Reports: Syria chemical attack responders die.
Despite seemingly overwhelming evidence, the Syrian government continues to deny that it used chemical weapons.
USA TODAY | 23 Aug 2013 :: Some first responders to a reported chemical attack in Syria have died after treating victims, providing more evidence that a weapon of mass destruction was used, opposition forces said Thursday.
"Some of them came down with similar symptoms and passed away," said Khaled Saleh, a spokesman for the Supreme Military Council of the Free Syrian Army, which the United States has provided with non-lethal aid. Saleh said at least six doctors died after treating victims. "We don't have the (total) number of dead first responders yet," he said.
Despite seemingly overwhelming evidence, the Syrian government continues to deny that it used chemical weapons.

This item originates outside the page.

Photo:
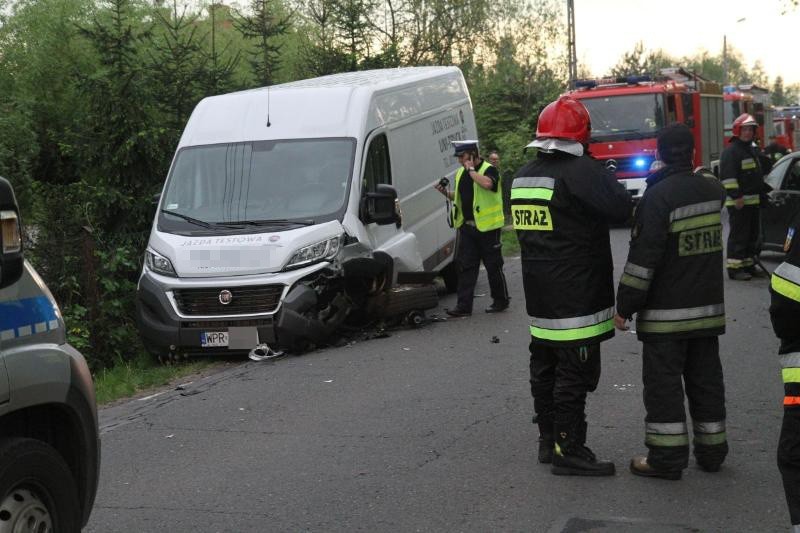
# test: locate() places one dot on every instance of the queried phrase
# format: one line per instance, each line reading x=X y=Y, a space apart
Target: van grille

Three dozen countries, including the U.S., have now called for a United Nations investigation.
Saleh said he learned Thursday that one of the people he had been in touch with Wednesday who was treating people injured in the attack had later passed away.
Between 800 and 1,700 people died Wednesday after a rocket attack on the Damascus suburb of Eastern Ghouta, according to the Syrian opposition, which reported receiving victims in area hospitals and finding more bodies in house-to-house searches Thursday.

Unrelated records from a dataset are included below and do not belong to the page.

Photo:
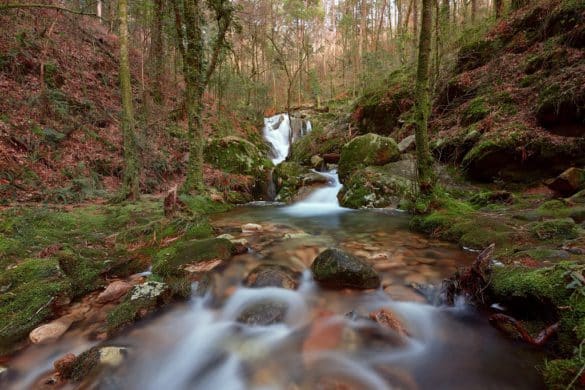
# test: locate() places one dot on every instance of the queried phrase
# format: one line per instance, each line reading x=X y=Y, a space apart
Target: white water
x=322 y=201
x=277 y=132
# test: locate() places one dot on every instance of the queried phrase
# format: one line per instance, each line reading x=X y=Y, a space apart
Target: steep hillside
x=513 y=105
x=59 y=131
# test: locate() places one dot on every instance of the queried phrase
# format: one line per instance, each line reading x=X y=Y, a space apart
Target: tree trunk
x=130 y=185
x=195 y=87
x=156 y=53
x=423 y=102
x=499 y=8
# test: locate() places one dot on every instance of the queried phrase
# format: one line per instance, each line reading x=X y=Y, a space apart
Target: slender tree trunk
x=156 y=52
x=130 y=186
x=423 y=102
x=195 y=87
x=499 y=8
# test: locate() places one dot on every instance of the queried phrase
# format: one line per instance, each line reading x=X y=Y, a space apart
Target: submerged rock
x=379 y=187
x=335 y=268
x=569 y=182
x=366 y=150
x=114 y=291
x=264 y=313
x=272 y=275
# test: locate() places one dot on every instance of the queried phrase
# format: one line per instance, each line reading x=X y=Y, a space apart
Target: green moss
x=204 y=205
x=367 y=150
x=28 y=291
x=84 y=273
x=476 y=110
x=379 y=187
x=564 y=228
x=559 y=373
x=235 y=155
x=168 y=261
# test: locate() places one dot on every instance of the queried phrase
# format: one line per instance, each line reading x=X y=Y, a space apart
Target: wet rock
x=366 y=150
x=317 y=162
x=50 y=332
x=114 y=291
x=149 y=290
x=569 y=182
x=272 y=275
x=377 y=187
x=403 y=293
x=64 y=366
x=251 y=228
x=335 y=268
x=407 y=144
x=263 y=313
x=326 y=333
x=234 y=155
x=388 y=320
x=203 y=266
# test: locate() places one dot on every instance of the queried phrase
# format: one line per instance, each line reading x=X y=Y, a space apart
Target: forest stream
x=325 y=338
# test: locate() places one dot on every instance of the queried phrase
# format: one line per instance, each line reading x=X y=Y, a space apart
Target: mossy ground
x=50 y=255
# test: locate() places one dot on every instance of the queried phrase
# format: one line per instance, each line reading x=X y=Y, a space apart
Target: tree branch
x=46 y=6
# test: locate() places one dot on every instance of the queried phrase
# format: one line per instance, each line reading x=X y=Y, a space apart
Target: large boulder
x=378 y=187
x=569 y=182
x=335 y=268
x=272 y=275
x=290 y=177
x=235 y=155
x=366 y=150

Dan Layman, a spokesman for the Syrian Support Group, which supports the Free Syrian Army in Washington, said doctors, nurses and first responders had reported Wednesday that they'd experienced secondary symptoms while working with victims.
"The doctor I was talking to yesterday said the residue on the victims and their clothing was making the doctors get dizzy and have trouble breathing and (they) had to pour water on their faces and had to step out of the room," Layman said.